About 20 years ago I used to lecture on the topic of computer security. Taking my cue from UK government experts whom I had met back in the 1980s, I used to point out that the only secure computer system is one that cannot be accessed by any human being. Indeed, I recall one expert who used to start his talks by picking up a brick and handing it round, before commenting, "That is our idea of a truly secure IT system. Admittedly it doesn't do very much, but no one is going to sabotage it or get secret information out of it".
I still have my slides from the 1990s, and one of the points I always stressed while summing up was, "Black hats could do a LOT more harm than they have so far". To my mind, the question was why that hadn't happened. The obvious reason was motive: why would anyone make considerable efforts, and presumably put themselves at risk of justice or revenge, unless there was something important to gain?
Stuxnet was the first highly visible case of large-scale industrial sabotage, and I think everyone agrees it was politically motivated - an attack by one state on another, and as such an act of war (or very close to one). This looks similar, and apparently used somewhat similar methods.
The article tells us that "...hackers managed to access production networks..." The question is, why was this allowed? If "production networks" cannot be rendered totally secure, they should not exist. Moreover, if they do exist they should be wholly insulated from the Internet and the baleful influence of "social networks" and the people who use them.
I am sure that there are many other solipsists out there.
Googling for "steel furnance shutdown" finds more reports on unexpected shutdowns this year.
Two in Ashland, Ky, and one or two somewhere in Indiana and one in Bhopal, India. Note that they all seem to have occured in June/July.
Maybe some competitor trying to up his margin by reducing supply?
What kind of a plant is designed in a way that a full failure of their control system would result in being unable to shutdown in a controlled manner.
Pretty much all of them. At best, you can lose a batch of something if the process fails in the middle. If Sunsweet loses power in the middle of cooking a batch of fruit paste, the batch not only fails and has to be trashed but cleaning the system is far more difficult than if the batch succeeds. At the point where factories become complex enough to need digital automation, you cannot reasonably create a failsafe mechanism which will prevent an error from losing a batch. The best you can hope for in some situations, probably most, is to create mechanical interlocks which will prevent immediately catastrophic combinations of inputs and outputs.
"You're right," Fisheye says. "I should have set it on 'whip' or 'chop.'"
blast furnace:
You intermix iron ore and coke (not the drug! it's processed coal)
and then you start an exothermic reaction, what you then do is process control, you blow in Oxygene to react carbon to CO2 to a certain percentage and when the steel is ready you poke a hole into the furnace and then molten steel poures out.

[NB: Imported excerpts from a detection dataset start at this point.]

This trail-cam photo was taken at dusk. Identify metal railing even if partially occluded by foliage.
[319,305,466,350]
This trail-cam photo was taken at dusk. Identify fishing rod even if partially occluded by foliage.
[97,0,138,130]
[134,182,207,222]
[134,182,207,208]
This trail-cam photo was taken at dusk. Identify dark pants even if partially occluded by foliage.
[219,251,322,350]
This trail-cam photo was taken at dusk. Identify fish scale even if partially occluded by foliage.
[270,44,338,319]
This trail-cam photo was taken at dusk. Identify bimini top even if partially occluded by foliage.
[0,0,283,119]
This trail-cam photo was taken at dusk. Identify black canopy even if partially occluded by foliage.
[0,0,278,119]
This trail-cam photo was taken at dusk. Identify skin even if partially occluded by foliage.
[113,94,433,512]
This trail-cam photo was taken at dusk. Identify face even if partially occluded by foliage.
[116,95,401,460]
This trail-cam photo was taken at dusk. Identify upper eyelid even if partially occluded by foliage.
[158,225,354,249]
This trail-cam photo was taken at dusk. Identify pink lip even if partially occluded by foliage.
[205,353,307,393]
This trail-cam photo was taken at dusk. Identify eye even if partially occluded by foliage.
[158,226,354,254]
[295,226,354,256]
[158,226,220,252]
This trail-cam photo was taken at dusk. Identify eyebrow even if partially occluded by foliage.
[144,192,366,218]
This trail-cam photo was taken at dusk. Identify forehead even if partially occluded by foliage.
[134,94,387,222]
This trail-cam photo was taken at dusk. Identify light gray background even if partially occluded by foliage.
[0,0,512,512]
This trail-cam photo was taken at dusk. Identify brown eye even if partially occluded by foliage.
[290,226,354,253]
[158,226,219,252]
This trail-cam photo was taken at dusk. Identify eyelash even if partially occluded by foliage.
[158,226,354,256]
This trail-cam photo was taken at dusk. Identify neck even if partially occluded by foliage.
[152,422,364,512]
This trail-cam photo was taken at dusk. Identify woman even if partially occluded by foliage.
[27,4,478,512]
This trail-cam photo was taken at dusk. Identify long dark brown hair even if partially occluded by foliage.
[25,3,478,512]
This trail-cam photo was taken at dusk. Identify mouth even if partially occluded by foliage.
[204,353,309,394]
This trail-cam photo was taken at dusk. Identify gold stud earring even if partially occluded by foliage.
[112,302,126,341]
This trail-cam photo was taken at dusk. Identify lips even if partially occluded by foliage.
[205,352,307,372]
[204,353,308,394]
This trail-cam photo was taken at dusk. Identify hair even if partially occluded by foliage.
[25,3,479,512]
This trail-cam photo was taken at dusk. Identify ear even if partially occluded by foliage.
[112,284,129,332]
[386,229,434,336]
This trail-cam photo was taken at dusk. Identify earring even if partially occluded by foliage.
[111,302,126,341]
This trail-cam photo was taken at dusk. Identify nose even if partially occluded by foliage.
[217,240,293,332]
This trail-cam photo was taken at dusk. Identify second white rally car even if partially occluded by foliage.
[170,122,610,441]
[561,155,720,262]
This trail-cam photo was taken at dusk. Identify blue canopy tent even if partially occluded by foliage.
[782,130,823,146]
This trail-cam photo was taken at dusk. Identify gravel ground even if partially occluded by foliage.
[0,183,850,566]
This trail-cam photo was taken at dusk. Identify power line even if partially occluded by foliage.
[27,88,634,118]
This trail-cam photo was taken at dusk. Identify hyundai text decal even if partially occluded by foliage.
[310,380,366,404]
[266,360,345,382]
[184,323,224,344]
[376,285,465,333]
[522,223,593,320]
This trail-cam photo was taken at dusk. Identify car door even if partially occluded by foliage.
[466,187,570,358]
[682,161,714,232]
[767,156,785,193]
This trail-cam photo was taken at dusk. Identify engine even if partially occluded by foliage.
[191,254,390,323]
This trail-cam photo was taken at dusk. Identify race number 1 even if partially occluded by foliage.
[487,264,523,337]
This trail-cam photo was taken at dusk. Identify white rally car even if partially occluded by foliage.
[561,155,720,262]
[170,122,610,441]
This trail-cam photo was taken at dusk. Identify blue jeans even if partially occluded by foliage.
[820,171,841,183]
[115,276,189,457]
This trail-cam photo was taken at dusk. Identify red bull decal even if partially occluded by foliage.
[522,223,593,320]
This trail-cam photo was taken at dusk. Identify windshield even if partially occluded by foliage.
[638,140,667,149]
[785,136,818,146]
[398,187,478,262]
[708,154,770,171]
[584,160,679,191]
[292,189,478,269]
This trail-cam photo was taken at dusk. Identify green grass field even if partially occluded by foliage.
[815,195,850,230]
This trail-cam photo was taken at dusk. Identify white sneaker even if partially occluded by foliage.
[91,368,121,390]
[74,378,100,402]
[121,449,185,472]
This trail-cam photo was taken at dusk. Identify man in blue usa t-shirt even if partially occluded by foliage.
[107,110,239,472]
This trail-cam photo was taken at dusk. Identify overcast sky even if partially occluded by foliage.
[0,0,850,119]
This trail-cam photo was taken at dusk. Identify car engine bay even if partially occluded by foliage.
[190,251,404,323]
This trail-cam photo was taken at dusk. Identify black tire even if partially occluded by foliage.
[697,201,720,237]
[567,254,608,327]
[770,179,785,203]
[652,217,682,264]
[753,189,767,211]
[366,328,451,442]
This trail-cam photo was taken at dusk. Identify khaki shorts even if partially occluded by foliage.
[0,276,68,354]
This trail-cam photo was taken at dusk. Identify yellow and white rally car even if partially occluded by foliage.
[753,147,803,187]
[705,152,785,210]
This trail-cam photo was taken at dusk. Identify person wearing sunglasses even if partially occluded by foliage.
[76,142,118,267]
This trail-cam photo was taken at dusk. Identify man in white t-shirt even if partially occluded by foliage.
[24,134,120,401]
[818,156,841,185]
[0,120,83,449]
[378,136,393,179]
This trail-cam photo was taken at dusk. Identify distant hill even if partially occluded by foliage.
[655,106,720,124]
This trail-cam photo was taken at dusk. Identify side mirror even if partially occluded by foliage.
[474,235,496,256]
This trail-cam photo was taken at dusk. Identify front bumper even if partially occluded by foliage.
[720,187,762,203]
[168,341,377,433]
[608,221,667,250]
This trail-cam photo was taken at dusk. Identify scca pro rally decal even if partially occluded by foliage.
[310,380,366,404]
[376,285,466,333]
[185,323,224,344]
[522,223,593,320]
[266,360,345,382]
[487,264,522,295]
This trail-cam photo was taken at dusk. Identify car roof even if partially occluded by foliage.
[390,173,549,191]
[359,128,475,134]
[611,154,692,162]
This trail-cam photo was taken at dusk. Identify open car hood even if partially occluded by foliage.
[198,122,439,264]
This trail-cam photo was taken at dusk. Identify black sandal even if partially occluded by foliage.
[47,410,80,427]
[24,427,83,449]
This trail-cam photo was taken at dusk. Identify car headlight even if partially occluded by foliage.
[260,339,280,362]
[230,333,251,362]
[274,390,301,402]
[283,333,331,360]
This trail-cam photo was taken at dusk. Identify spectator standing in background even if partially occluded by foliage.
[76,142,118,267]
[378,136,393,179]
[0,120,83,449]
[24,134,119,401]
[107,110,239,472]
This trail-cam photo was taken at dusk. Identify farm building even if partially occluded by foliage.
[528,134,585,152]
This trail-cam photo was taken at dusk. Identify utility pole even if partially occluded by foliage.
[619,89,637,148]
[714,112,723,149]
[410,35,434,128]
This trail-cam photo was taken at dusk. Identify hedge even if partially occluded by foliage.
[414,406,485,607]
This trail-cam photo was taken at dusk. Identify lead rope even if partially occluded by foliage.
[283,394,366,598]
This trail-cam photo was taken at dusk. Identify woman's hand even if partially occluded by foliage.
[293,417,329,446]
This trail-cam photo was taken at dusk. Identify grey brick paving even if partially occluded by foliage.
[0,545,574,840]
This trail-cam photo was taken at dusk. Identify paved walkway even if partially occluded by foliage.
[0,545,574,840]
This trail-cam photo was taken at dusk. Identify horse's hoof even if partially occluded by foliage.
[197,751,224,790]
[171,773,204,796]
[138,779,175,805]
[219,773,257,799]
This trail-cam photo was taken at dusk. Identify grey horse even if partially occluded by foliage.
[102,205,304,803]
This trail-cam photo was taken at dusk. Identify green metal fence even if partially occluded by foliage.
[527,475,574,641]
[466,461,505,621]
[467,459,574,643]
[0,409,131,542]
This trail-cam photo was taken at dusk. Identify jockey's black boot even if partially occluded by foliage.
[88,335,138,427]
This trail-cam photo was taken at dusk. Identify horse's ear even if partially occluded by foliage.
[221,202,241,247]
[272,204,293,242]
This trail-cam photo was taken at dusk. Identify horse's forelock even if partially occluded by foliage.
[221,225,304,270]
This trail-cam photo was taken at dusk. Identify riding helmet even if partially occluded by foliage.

This is a reaction that is ongoing.
We are talking here about huge amounts of energy.
A smaller example: ever been test running inside a wind turbine of +1,5MW megawatt class, during nominal power operation ?
Push the red button and you will realize what energy is - rollercoaster ride - and how long the rotor will need to come to a full stop.
Bigger Bigger example, push the red button in a nuclear power plant, yes the control rods will react, but if you don't cool the heat from radiactive decay away, you will get a Fukushima.
I hope you are not a pro nuke, because keeping that in mind (the virtually non 100% hardware red button) you would now have ruled operators of nuclear power plants as stupid that it borders on criminal.
Also there were hardware level overrides and they worked, however if you leave the molten mass inside the furance it will solidify == damaged beyond repair
Which happend there, you have then to rebuild the furnace and beforehand have to cut the wrecked furnace open with a many ton heavy steel clump (happy cutting)
Where is the big-arse power switch?
It is a bloody blast furnace. They could hold anywhere between 20 and 120 tons of liquid molten iron. They are designed to hold that much of liquid metal continuously for five to 10 years. They keep adding raw materials, keep pouring batches and batches of it out. But it always 50% to 100% full of liquid metal. Once in 10 years, they drain, and essentially dismantle the lining of the furnace, and relay the refractory bricks. A three to six month process typically. I don't know the details, I am sure they have a safety pit lined with refractory bricks to drain the furnace in an emergency, like earthquakes, floods or factory fire. It is possible that process was triggered in this instance.